- Publicidade -
InícioGeralMPTO recomenda ações para assegurar permanência de mães e pais estudantes nas...

MPTO recomenda ações para assegurar permanência de mães e pais estudantes nas escolas

Órgão aponta que gravidez e parentalidade não podem ser barreiras para o direito à educação e cobra atualização de normas 

A rotina de quem divide o tempo entre os estudos e os cuidados com um filho ainda é marcada por desafios silenciosos e, muitas vezes, decisivos. No Tocantins, essa realidade motivou o Ministério Público, por meio da 10ª Promotoria de Justiça da Capital, a recomendar ao Conselho Estadual de Educação (CEE) que atualize regras e implemente políticas capazes de garantir a permanência de estudantes em situação de gravidez, maternidade e parentalidade nas escolas. O CEE tem prazo de 60 dias para informar quais providências serão adotadas.

A promotora de Justiça Jacqueline Orofino explica que a iniciativa parte de um entendimento central: abandonar os estudos, nesses casos, não é uma escolha individual, mas reflexo da ausência de políticas públicas eficazes. O documento ressalta que a educação é um direito fundamental, que vai além do acesso às escolas, uma vez que envolve também condições reais para que a estudante permaneça e conclua sua trajetória.

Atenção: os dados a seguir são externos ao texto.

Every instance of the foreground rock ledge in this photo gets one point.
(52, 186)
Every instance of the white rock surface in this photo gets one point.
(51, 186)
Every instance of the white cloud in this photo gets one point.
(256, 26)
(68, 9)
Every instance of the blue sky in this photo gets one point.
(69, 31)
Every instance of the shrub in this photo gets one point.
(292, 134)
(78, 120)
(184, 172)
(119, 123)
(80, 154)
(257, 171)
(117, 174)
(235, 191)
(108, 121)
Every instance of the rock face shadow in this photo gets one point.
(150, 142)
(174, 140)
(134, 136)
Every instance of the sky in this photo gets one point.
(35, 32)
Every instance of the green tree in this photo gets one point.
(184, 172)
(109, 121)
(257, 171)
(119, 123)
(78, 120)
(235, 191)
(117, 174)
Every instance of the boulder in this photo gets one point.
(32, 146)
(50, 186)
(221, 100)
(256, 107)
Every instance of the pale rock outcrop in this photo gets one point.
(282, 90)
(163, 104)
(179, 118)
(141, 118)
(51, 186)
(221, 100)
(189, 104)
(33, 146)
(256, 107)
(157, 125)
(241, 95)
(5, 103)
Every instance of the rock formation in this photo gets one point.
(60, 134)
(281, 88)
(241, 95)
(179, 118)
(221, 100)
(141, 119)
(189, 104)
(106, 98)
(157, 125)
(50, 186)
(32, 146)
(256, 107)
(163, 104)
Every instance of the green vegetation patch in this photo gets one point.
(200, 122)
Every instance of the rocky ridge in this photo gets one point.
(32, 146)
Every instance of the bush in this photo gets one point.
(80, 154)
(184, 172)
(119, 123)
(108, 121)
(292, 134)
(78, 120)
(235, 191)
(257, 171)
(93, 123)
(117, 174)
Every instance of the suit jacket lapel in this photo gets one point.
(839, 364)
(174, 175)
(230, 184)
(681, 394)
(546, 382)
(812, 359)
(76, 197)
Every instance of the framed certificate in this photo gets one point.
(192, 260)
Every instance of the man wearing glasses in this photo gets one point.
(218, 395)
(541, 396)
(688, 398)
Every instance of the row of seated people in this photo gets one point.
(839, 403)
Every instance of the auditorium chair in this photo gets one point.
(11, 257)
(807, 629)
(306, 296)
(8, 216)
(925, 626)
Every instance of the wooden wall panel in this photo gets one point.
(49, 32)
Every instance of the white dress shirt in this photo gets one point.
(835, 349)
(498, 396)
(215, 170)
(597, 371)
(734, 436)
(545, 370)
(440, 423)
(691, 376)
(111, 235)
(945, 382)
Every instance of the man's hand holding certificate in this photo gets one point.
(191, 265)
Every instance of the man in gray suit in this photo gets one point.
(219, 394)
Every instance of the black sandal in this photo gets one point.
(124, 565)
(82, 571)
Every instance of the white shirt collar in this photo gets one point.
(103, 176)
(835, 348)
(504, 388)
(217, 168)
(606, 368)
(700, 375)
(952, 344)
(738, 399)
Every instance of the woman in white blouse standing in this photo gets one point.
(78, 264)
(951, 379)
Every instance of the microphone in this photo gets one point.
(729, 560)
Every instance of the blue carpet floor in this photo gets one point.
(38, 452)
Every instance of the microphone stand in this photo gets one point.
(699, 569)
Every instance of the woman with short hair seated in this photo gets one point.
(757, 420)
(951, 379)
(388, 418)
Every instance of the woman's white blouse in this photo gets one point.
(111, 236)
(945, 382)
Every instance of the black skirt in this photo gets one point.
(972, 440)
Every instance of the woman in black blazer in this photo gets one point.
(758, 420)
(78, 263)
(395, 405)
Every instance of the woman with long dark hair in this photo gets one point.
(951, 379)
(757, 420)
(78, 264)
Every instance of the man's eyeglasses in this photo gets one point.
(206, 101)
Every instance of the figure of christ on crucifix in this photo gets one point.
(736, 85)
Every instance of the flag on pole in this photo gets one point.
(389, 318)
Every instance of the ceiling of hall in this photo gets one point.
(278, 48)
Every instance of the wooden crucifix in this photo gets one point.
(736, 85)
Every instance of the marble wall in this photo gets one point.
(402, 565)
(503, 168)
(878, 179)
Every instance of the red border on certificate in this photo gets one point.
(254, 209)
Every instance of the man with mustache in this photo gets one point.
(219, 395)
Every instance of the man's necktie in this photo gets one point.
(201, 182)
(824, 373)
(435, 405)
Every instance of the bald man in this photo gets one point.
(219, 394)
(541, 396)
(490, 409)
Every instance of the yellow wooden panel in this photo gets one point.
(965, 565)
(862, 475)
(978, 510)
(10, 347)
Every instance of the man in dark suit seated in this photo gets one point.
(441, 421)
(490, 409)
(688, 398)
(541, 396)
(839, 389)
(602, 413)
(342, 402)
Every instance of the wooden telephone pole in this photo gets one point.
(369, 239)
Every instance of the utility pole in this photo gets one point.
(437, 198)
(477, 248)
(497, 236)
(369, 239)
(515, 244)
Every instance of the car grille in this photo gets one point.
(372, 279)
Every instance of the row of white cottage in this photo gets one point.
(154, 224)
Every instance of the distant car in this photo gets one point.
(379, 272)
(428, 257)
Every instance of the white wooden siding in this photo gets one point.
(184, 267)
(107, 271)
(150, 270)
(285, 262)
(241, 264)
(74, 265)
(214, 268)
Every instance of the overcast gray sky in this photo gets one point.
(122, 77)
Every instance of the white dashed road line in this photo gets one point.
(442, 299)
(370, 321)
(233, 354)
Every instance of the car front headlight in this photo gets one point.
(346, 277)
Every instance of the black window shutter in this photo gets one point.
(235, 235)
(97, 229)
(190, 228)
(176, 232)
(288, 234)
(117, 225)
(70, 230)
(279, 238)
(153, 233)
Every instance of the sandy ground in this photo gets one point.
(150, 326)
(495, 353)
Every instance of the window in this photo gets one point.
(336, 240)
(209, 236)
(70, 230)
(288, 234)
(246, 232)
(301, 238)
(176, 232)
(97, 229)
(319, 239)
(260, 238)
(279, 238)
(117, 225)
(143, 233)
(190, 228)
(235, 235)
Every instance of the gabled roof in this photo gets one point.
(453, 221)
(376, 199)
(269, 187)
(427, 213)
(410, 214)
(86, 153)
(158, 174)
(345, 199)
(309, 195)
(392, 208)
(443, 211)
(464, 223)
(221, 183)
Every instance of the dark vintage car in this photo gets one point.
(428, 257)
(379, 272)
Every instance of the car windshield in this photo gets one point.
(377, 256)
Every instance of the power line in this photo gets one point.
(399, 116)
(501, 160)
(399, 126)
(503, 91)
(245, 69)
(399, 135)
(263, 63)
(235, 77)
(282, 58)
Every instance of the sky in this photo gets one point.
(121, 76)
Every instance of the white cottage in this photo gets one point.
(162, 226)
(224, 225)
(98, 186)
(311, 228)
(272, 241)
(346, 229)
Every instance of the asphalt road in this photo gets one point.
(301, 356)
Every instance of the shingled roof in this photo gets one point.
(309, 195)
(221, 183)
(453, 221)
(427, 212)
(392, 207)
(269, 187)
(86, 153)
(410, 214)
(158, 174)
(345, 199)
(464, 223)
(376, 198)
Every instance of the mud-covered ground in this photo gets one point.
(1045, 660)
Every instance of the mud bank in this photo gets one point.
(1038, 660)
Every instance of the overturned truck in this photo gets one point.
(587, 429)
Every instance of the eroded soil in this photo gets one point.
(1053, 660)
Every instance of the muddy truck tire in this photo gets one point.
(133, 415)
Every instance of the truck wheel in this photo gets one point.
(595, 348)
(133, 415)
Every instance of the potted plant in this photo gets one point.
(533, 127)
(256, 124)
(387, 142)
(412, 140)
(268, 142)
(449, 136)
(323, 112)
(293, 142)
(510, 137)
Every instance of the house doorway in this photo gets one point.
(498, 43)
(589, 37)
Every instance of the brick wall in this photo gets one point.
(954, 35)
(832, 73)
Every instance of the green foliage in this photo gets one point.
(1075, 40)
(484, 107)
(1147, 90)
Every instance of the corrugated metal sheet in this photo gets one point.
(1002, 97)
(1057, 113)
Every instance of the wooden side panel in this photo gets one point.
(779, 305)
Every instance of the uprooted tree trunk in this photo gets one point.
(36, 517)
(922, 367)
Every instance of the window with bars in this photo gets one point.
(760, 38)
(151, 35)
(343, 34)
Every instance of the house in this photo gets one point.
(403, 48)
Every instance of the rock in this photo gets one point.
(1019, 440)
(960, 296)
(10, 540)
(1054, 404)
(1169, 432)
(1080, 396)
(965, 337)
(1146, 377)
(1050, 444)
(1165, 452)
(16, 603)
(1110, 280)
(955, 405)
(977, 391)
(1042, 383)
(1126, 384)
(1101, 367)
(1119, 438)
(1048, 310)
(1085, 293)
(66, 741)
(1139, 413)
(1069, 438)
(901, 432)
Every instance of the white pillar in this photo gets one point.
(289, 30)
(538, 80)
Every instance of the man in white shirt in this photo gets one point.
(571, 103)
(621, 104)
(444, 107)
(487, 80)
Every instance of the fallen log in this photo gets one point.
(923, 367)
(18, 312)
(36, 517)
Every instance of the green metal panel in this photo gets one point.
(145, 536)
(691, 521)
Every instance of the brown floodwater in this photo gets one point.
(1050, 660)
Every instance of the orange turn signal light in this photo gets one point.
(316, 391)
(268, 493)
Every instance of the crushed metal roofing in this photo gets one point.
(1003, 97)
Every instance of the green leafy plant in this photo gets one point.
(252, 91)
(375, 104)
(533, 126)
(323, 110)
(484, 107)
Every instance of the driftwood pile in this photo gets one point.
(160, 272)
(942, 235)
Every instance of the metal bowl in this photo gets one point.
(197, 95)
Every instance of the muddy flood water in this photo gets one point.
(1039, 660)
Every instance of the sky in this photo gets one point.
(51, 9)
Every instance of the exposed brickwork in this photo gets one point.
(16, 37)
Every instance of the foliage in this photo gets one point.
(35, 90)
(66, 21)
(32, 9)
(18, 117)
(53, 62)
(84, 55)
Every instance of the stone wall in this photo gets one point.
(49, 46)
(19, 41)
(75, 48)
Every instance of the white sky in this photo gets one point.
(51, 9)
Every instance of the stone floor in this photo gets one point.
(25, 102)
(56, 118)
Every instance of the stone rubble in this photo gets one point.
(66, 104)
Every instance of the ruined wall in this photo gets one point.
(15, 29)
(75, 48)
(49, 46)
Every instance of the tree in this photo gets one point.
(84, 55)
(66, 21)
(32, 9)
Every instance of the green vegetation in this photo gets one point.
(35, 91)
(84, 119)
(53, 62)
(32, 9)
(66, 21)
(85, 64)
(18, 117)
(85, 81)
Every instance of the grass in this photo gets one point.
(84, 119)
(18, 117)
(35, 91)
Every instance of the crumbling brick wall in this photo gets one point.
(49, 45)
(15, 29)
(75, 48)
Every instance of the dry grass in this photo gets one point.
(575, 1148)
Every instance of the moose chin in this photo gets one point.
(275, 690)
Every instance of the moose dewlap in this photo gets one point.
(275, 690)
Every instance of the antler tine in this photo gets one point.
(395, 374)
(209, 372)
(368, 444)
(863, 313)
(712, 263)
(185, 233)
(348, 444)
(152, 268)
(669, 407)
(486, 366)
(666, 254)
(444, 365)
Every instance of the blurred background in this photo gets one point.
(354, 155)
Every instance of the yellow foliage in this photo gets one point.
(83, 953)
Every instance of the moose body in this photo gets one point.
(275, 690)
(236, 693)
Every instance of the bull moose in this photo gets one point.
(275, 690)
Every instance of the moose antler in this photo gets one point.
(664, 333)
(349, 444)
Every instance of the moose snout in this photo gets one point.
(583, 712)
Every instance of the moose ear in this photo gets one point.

A recomendação destaca ainda  que a normativa atualmente em vigor, datada de 2006, ainda trata o atendimento a estudantes gestantes como medida excepcional e limitada, o que não dialoga com as demandas contemporâneas. Para o Ministério Público, esse modelo é restritivo e não contempla a complexidade da maternidade e da parentalidade, especialmente na adolescência, fase em que a evasão escolar tende a se intensificar.

Mudanças estruturais 

Entre as principais medidas propostas está a revisão completa da resolução vigente e a criação de uma normativa específica que trate a permanência escolar desse público como política educacional inclusiva. A ideia é substituir a lógica pontual por um modelo contínuo de acompanhamento.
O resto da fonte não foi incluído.